While geopolitical tensions between Iran and Israel have raised alarm over potential oil price shocks, Development Economist and Chartered Accountant, Nicholas Issaka Gbana, has said global trends do not support the likelihood of a sharp and sustained rise in oil prices.
Mr. Gbana offered a grounded outlook, stating that “current global trends do not suggest a major spike in oil demand or prices in the short to medium term.”
“I don’t think we have a major risk in the short term. The outlook does not indicate a significant spike in oil prices.”
Nicholas Issaka Gbana, Development Economist and Chartered Accountant
According to Mr. Gbana, structural shifts in global energy consumption are steadily weakening the long-term demand for oil. He pointed to China and Europe’s rapid adoption of electric vehicles (EVs) and supportive climate policies as major factors driving this transformation.
“China’s oil demand has peaked. The country is scaling up big on electric vehicles.
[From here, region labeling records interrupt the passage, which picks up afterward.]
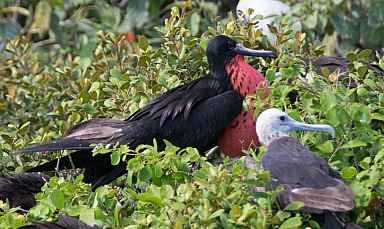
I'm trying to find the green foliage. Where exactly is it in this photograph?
[0,1,384,228]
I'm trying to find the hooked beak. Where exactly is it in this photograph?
[234,43,276,58]
[289,120,335,138]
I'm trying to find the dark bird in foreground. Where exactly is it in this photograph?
[19,215,100,229]
[0,36,275,209]
[256,108,359,229]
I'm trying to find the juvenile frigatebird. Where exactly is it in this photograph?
[256,108,358,229]
[0,35,275,209]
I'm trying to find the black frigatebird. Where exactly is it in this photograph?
[19,214,100,229]
[0,35,275,209]
[256,108,360,228]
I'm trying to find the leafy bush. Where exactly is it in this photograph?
[0,1,384,228]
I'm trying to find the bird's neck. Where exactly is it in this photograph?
[225,55,269,98]
[258,129,289,146]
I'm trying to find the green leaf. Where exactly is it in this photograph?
[280,216,302,229]
[341,139,367,149]
[29,0,52,34]
[341,166,357,179]
[138,166,152,182]
[317,140,333,154]
[128,157,141,171]
[359,157,372,169]
[139,192,163,206]
[152,165,164,178]
[209,209,224,219]
[373,149,384,163]
[371,113,384,122]
[79,207,96,225]
[51,189,65,209]
[189,12,200,36]
[284,201,304,211]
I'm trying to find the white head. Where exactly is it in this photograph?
[256,108,335,146]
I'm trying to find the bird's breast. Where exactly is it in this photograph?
[218,111,260,157]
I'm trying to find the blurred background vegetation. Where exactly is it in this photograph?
[0,0,384,228]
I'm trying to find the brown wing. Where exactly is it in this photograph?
[262,137,354,212]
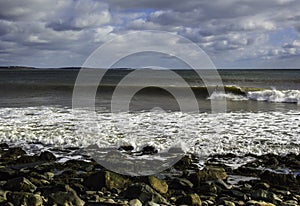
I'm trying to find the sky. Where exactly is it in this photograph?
[0,0,300,69]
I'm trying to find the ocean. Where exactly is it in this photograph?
[0,68,300,168]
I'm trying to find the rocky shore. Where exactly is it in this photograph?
[0,143,300,206]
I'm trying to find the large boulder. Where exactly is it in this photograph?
[188,166,228,187]
[176,194,202,206]
[3,177,37,192]
[6,192,43,206]
[125,183,167,204]
[84,171,129,190]
[49,185,85,206]
[148,176,168,194]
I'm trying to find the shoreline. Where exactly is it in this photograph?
[0,143,300,206]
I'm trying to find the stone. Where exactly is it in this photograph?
[282,200,299,206]
[148,176,168,194]
[188,166,228,187]
[176,194,202,206]
[3,177,37,192]
[0,143,9,149]
[125,183,167,204]
[0,167,17,181]
[198,182,218,194]
[6,192,43,206]
[118,145,134,152]
[259,170,297,186]
[84,171,129,190]
[169,178,193,190]
[49,185,85,206]
[247,200,276,206]
[251,189,282,205]
[223,200,235,206]
[141,145,158,155]
[129,199,143,206]
[39,151,56,162]
[253,182,270,190]
[147,202,160,206]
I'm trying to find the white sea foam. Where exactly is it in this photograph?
[207,91,248,101]
[0,107,300,156]
[247,89,300,104]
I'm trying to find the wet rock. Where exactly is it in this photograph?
[39,151,56,162]
[214,179,232,190]
[259,170,297,186]
[0,167,17,181]
[253,182,270,190]
[84,171,129,190]
[148,176,168,194]
[146,202,160,206]
[282,200,299,206]
[1,147,26,162]
[63,160,94,172]
[125,183,167,204]
[49,185,85,206]
[173,155,193,170]
[3,177,37,192]
[118,145,134,152]
[129,199,143,206]
[141,145,158,155]
[176,194,202,206]
[188,166,228,187]
[6,192,43,206]
[247,200,276,206]
[251,189,282,205]
[0,143,9,149]
[198,182,218,195]
[230,190,248,201]
[223,200,235,206]
[169,178,193,190]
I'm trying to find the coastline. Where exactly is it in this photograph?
[0,143,300,206]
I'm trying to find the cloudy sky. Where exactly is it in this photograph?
[0,0,300,68]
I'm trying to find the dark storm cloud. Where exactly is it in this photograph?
[0,0,300,66]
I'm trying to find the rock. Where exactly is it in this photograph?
[3,177,37,192]
[49,185,85,206]
[174,155,193,170]
[39,151,56,162]
[198,182,218,194]
[118,145,134,152]
[125,183,167,204]
[147,202,159,206]
[129,199,143,206]
[282,200,299,206]
[253,182,270,190]
[0,167,17,181]
[188,166,228,187]
[176,194,202,206]
[169,178,193,190]
[247,200,276,206]
[282,200,299,206]
[251,189,282,205]
[259,170,297,186]
[214,179,232,190]
[0,143,9,149]
[148,176,168,194]
[141,145,158,155]
[84,171,129,190]
[6,192,43,206]
[230,190,248,200]
[223,200,235,206]
[1,147,26,161]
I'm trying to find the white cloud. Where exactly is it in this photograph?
[0,0,300,66]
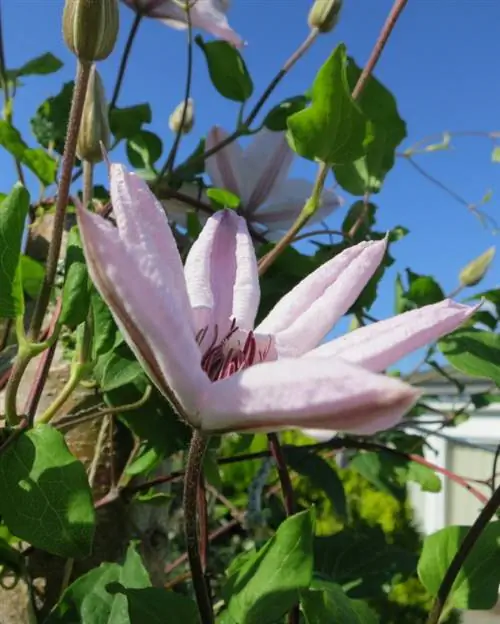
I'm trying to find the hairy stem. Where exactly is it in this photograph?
[29,62,92,341]
[267,433,300,624]
[184,431,214,624]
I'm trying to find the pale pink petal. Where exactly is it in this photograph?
[78,207,210,425]
[256,240,387,357]
[184,210,260,337]
[254,179,342,240]
[110,164,194,331]
[305,299,477,372]
[205,126,247,197]
[243,128,294,212]
[123,0,244,48]
[201,358,419,434]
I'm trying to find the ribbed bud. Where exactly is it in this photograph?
[168,98,194,134]
[307,0,342,33]
[76,66,110,163]
[63,0,119,62]
[460,247,495,286]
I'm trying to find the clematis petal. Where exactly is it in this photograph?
[305,299,478,372]
[201,358,419,434]
[205,126,247,197]
[110,164,194,331]
[243,128,294,212]
[77,207,210,426]
[251,179,342,240]
[256,240,387,357]
[184,210,260,336]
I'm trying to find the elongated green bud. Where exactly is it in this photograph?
[63,0,119,62]
[459,247,495,286]
[76,65,110,163]
[168,98,194,134]
[308,0,342,33]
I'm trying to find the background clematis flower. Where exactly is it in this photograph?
[165,126,342,240]
[78,165,474,434]
[122,0,244,48]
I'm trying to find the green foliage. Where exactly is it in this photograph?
[418,522,500,610]
[195,36,253,102]
[0,119,57,186]
[333,58,406,195]
[264,95,310,132]
[45,545,151,624]
[223,509,314,624]
[0,184,30,318]
[438,329,500,386]
[31,81,75,154]
[59,226,90,329]
[0,425,95,558]
[287,44,366,165]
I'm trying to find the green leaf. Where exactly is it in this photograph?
[438,329,500,386]
[0,119,57,186]
[264,95,309,132]
[350,453,441,500]
[31,81,75,154]
[44,545,151,624]
[286,447,347,520]
[0,184,30,318]
[0,425,95,558]
[59,226,90,329]
[418,522,500,610]
[90,289,121,360]
[127,130,163,170]
[334,58,406,195]
[95,344,144,392]
[195,35,253,102]
[223,509,315,624]
[314,525,417,599]
[19,254,45,299]
[287,44,367,165]
[109,584,200,624]
[109,104,152,140]
[105,376,191,465]
[300,583,379,624]
[206,187,241,210]
[7,52,63,79]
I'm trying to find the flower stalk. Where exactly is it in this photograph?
[184,431,214,624]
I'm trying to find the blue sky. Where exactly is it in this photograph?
[0,0,500,368]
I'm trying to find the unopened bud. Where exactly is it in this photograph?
[63,0,119,62]
[76,66,110,163]
[307,0,342,33]
[168,98,194,134]
[460,247,495,286]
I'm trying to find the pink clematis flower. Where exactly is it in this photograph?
[122,0,244,48]
[78,165,474,434]
[164,126,342,240]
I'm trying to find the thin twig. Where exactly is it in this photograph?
[427,488,500,624]
[157,4,193,184]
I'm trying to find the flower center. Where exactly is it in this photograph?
[196,319,270,381]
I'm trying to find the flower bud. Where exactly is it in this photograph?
[168,98,194,134]
[460,247,495,286]
[307,0,342,33]
[76,66,110,163]
[63,0,119,62]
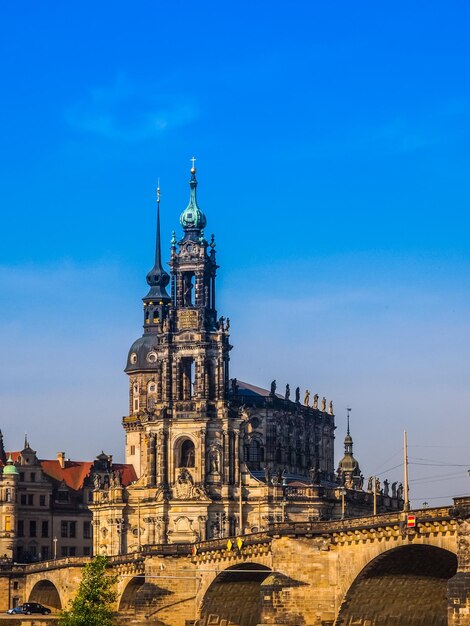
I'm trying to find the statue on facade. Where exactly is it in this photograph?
[309,465,321,485]
[209,446,219,474]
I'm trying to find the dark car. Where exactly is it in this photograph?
[7,606,24,615]
[20,602,51,615]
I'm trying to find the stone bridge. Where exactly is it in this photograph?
[0,498,470,626]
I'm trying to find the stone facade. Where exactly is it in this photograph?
[91,168,401,555]
[0,441,136,568]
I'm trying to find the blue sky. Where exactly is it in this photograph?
[0,0,470,504]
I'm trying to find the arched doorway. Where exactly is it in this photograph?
[119,576,145,613]
[335,545,457,626]
[28,580,62,611]
[198,563,271,626]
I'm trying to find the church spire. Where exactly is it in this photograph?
[144,183,171,304]
[180,157,207,241]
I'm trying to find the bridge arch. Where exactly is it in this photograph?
[28,579,62,611]
[335,544,457,626]
[118,575,145,613]
[198,563,272,626]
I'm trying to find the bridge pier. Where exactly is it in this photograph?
[447,498,470,626]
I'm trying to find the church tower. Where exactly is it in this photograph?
[123,163,233,541]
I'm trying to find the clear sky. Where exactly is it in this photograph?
[0,0,470,505]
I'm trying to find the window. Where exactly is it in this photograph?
[179,439,195,467]
[41,521,49,537]
[57,489,69,502]
[60,520,77,537]
[83,522,91,539]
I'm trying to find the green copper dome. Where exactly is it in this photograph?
[180,166,207,231]
[3,454,18,476]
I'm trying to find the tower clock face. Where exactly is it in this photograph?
[147,351,157,363]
Europe is also transitioning.
“So, long-term outlook shows we may not see a big demand for oil.”
Nicholas Issaka Gbana, Development Economist and Chartered Accountant
He also cited ongoing global economic headwinds, including the lingering effects of US-imposed trade tariffs from the Trump era, which have depressed growth across multiple economies and restrained energy demand.

Turning to Ghana’s specific fiscal exposure, Mr. Gbana explained that rising oil prices would have a limited direct impact on government revenue, since petroleum-linked taxes make up only a modest portion of the national tax base.
“Even if oil prices rise significantly, the key risk would be inflationary businesses facing higher costs, lower profits and consequently reduced corporate tax payments.”
Nicholas Issaka Gbana, Development Economist and Chartered Accountant
However, he raised red flags over Ghana’s persistent energy sector legacy debts, especially in light of the government’s decision to defer implementation of a new Energy Sector Levy. That levy was designed to settle outstanding debts owed to Independent Power Producers (IPPs).
“To the extent that the levy is deferred, the debt is not being reduced as planned.
“The IPPs have already threatened to shut down if they are not paid.”
Nicholas Issaka Gbana, Development Economist and Chartered Accountant
IMF Constraints Leave Little Fiscal Flexibility

The discussion also addressed how fluctuations in oil prices could interact with Ghana’s obligations under its ongoing International Monetary Fund (IMF) Extended Credit Facility programme.
“We are under an IMF programme with clear benchmarks. If oil prices rise, I don’t see how the government can avoid passing some of the cost to consumers.”
Nicholas Issaka Gbana, Development Economist and Chartered Accountant
On the spending side, Mr. Gbana warned that a prolonged rise in oil prices would further constrain public finances. With public sector salaries and interest payments largely fixed, the government may be forced to cut capital expenditure and delay arrears clearance to remain within budgetary limits.
Despite these structural vulnerabilities, Mr. Gbana struck a cautiously optimistic tone, noting that crude oil prices have already begun to retreat to near pre-conflict levels following the ceasefire announcement between Iran and Israel.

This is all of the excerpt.